# Viper 5901 on 2009 Escalade



## jgos929 (Jun 22, 2011)

I have a few questions. I have a 2009 Escalade with the Viper 5901 alarm and remote start. For some reason when I disarm it sometimes it sets off the stock alarm and the horn will start honking. I was told the module just had to be reflashed or something but now after that it is doing it again. And 2nd on my escalade before the alarm install when I used the stock remote start it would turn on my climate control even if it was turned off after I was driving it prior. I repeat on the 2009 Escalade your climate control does not have to be on and set to auto before you turn the car off. If you remote start the climate control automatically comes on and adjust itself based off a thermometer on the dash where the automatic headlight sensor is, then when you insert the key and turn it to on the climate control will turn off and you have to turn it back on and set it where you want it.
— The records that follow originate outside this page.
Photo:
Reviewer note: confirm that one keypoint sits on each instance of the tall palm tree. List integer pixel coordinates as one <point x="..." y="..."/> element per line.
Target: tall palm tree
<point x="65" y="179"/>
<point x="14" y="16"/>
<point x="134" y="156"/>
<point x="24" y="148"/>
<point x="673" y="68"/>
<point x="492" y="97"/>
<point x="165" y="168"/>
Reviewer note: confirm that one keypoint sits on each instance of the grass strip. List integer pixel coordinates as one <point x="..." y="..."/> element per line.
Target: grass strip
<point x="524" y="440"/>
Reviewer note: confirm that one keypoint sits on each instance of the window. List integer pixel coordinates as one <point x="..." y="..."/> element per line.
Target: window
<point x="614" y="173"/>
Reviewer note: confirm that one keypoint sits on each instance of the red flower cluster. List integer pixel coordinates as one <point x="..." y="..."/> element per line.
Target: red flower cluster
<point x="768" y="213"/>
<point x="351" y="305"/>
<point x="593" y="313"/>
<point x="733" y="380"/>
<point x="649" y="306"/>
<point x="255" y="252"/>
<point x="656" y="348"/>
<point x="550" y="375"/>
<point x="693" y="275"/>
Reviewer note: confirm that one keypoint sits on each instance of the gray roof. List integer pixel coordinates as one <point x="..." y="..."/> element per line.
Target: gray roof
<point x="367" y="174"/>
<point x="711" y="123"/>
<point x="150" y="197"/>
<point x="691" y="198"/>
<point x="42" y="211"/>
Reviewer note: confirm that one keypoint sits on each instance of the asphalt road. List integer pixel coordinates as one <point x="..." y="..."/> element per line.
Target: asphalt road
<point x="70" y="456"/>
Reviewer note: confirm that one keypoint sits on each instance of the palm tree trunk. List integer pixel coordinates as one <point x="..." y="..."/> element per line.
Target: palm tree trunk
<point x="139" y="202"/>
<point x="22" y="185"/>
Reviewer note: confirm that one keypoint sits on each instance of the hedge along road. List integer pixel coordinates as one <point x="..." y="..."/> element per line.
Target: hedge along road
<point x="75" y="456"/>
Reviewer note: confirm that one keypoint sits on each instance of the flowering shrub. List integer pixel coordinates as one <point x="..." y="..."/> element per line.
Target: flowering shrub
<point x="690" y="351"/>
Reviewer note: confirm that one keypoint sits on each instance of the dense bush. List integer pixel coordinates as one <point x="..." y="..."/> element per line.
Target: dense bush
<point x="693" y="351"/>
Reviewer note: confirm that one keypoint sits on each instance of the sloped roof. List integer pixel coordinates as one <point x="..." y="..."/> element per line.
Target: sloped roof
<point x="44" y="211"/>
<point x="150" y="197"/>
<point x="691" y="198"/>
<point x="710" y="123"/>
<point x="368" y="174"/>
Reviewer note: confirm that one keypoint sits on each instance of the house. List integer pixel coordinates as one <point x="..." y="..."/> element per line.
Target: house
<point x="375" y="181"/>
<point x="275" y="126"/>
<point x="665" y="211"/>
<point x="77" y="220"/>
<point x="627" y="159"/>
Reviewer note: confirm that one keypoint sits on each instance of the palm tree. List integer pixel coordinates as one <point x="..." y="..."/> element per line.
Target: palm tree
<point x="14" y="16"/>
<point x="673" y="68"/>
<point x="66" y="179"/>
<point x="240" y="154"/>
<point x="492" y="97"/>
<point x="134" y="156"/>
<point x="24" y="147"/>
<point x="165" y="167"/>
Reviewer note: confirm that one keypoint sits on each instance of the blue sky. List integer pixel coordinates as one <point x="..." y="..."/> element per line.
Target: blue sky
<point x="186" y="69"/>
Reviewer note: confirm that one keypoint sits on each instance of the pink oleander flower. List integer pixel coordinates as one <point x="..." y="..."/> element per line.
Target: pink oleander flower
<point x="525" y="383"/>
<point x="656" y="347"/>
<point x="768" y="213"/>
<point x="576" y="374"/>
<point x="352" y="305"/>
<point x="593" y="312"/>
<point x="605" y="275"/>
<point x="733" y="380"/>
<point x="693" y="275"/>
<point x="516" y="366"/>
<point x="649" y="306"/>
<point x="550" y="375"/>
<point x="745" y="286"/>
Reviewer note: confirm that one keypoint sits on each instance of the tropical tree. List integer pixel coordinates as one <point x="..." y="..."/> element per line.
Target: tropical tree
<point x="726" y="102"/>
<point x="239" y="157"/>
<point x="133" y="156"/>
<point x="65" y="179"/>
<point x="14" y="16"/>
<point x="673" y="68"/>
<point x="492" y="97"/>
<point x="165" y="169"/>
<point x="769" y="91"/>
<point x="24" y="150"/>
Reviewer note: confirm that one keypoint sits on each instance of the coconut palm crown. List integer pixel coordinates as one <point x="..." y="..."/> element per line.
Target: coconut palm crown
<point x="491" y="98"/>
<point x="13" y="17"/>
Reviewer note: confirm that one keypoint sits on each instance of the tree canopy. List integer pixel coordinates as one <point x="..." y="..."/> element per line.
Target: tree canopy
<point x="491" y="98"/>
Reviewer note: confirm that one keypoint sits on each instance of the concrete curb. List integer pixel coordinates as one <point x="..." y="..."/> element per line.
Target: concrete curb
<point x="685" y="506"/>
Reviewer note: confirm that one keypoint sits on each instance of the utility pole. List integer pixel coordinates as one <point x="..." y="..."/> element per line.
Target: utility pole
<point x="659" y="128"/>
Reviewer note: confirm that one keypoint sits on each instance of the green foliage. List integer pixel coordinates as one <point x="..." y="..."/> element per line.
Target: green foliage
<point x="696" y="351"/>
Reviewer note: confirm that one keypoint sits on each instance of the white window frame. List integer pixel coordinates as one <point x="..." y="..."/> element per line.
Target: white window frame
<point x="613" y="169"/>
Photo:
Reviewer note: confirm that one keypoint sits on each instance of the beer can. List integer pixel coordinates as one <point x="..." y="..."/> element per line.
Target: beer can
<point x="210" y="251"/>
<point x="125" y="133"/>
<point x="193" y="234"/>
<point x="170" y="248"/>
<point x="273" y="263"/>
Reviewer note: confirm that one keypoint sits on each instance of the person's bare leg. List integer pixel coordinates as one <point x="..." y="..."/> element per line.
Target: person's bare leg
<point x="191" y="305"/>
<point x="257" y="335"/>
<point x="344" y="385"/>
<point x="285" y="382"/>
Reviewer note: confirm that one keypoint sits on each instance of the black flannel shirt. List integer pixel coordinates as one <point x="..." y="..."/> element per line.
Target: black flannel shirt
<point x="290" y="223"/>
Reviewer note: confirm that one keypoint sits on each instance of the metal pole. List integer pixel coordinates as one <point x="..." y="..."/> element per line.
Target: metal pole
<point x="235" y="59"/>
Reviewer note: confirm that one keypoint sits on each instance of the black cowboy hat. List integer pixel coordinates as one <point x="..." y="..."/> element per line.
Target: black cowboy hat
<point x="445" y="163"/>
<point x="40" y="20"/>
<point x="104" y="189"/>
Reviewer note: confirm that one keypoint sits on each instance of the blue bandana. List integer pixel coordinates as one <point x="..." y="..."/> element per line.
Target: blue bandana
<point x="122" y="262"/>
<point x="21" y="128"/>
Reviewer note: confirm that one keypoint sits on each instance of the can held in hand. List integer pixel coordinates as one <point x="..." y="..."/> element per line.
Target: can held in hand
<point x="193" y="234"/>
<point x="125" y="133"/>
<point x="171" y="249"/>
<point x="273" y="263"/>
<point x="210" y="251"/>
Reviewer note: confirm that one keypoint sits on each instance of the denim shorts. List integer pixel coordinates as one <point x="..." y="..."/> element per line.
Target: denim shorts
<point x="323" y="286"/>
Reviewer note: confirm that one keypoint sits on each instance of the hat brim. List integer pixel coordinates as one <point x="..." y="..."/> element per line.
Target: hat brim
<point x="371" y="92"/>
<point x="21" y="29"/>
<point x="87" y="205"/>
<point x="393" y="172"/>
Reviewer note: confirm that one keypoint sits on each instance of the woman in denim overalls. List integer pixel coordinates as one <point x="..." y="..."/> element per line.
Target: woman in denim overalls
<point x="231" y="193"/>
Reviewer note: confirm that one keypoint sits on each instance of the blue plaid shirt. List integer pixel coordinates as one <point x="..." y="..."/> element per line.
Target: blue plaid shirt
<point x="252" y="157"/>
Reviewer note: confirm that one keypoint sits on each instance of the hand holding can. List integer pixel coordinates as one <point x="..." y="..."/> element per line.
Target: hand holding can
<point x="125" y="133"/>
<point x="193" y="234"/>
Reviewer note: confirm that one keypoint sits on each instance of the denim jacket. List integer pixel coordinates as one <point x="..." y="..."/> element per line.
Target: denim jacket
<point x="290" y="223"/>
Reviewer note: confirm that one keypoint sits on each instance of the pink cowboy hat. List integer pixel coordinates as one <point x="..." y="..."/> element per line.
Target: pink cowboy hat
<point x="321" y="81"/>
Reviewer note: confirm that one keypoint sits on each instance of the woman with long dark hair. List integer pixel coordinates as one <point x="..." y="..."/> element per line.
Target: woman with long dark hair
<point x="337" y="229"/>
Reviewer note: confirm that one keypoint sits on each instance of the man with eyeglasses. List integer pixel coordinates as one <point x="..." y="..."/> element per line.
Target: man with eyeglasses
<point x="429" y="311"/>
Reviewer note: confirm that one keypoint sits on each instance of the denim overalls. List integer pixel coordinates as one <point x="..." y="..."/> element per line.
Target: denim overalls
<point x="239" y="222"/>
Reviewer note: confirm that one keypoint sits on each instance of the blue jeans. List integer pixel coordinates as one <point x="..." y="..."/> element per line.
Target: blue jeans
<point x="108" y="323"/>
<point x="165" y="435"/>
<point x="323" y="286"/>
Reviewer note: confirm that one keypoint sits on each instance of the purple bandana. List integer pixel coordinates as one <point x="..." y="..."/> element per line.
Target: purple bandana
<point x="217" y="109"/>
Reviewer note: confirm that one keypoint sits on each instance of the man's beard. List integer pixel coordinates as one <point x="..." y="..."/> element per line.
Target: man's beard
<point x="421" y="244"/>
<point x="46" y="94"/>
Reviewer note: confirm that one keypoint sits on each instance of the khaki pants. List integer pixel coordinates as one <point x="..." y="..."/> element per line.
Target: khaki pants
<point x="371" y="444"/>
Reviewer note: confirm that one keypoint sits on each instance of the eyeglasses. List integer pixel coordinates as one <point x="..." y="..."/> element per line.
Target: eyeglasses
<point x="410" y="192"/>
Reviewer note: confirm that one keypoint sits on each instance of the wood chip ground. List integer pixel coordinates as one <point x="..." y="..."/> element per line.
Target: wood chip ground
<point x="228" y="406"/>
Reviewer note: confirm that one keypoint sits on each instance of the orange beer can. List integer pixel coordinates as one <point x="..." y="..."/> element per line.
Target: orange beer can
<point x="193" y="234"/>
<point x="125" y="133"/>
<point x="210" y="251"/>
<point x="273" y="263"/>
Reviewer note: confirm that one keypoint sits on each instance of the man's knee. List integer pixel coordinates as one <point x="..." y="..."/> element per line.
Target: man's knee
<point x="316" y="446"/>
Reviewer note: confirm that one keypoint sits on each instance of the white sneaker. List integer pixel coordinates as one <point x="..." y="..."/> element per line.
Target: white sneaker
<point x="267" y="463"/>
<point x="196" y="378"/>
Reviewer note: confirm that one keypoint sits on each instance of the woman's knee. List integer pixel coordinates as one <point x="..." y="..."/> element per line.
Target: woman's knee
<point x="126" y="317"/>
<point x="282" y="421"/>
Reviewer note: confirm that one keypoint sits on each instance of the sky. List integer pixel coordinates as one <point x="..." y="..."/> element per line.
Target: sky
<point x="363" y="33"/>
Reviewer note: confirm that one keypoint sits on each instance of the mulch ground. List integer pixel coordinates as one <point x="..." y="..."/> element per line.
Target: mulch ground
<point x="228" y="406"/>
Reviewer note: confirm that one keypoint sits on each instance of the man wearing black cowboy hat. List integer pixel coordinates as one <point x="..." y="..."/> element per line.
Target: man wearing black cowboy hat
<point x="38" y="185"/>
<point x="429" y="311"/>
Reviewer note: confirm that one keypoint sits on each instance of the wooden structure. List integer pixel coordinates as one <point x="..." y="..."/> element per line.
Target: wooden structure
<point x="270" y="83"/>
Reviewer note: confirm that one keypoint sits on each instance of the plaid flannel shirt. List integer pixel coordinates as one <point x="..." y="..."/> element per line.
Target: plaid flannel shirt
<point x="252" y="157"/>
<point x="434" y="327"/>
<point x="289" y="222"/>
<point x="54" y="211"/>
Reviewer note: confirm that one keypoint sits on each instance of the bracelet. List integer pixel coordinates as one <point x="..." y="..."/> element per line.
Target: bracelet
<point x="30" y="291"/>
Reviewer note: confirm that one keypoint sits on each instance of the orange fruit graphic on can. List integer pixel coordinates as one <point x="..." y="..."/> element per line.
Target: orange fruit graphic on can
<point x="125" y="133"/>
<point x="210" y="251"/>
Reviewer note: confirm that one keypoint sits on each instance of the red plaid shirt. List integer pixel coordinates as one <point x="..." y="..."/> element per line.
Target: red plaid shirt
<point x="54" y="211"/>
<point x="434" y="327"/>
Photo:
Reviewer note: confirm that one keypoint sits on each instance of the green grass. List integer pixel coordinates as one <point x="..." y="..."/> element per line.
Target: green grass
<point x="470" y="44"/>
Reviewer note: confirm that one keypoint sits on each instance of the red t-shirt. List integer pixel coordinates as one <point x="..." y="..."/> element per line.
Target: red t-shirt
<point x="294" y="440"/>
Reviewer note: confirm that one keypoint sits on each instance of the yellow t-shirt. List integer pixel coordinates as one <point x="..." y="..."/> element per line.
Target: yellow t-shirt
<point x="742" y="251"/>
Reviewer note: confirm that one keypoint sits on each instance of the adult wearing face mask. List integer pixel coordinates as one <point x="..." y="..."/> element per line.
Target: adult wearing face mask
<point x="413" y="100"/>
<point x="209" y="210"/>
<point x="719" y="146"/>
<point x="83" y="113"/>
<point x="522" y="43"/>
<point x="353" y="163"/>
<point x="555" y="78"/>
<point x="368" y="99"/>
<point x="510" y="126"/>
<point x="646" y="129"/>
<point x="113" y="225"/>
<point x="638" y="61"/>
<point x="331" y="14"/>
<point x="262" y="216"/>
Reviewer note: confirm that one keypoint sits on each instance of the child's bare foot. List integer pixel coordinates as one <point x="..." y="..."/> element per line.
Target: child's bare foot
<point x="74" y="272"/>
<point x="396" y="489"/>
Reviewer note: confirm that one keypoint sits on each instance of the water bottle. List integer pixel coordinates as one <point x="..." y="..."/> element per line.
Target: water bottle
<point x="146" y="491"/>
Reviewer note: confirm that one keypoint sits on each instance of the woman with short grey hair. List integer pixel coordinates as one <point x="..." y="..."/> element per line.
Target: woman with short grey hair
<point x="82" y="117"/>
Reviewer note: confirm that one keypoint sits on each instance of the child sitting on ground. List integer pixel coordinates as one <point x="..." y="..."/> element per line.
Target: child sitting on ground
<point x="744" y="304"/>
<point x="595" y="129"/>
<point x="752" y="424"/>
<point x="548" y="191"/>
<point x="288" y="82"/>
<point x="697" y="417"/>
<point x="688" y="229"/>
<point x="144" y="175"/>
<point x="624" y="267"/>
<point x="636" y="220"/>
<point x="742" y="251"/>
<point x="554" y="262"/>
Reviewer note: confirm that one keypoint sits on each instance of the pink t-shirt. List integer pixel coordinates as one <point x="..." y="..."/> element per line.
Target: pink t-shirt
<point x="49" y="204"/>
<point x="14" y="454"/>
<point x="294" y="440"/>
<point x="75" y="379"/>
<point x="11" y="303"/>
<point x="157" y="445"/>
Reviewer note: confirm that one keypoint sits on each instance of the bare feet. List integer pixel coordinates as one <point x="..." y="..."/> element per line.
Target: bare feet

Now with the viper remote start I have to set my climate control to auto and leave it on before I turn the car off and arm it. In TX it can be in the 90s during the day and in the 40s in the morning. If I'm running the ac at the end of the day I don't want to have to set my climate control to heat when I get home so it will get warm in the morning. IMO that defeats the whole purpose of having remote start. Why can't the viper module work with the stock Cadillac remote start features? I had my install done at Earmark and these guys are supposed to be th authority on this stuff. Also my Escalade has approach lights under the side mirrors that no longer come on at night when I disarm it. Also the headlights dont come on anymore at night when I disarm it either. 

Anybody got any ideas???


----------



## Jbeckers (Jun 24, 2011)

the problem with the factory alarm going off when the viper alarm gets disarmed sounds to me that the Factory Disarm wire on your viper module is not connected or a weak connection. *note im not an expert with viper but have installed a few viper alarms and found one time were that was the case. and since the factory alarm does not disarm and your doors unlock it will trigger your factory alarm. that would be my take on that. You can take your car back and have them look at that, or check it yourself. You can find that info on Stereo, Alarm, Remote Starter, Cruise Control, Navigation Wiring
and your viper install guide. 
And with the second questions with the climate control. are you using your viper remote start or your factory remote start. Because that will make a difference


----------



## jgos929 (Jun 22, 2011)

Jbeckers said:


> the problem with the factory alarm going off when the viper alarm gets disarmed sounds to me that the Factory Disarm wire on your viper module is not connected or a weak connection. *note im not an expert with viper but have installed a few viper alarms and found one time were that was the case. and since the factory alarm does not disarm and your doors unlock it will trigger your factory alarm. that would be my take on that. You can take your car back and have them look at that, or check it yourself. You can find that info on Stereo, Alarm, Remote Starter, Cruise Control, Navigation Wiring
> and your viper install guide.
> And with the second questions with the climate control. are you using your viper remote start or your factory remote start. Because that will make a difference


I'm using the Viper remote start. I was told I had to because the viper system "cant talk to" the factory remote starter.


----------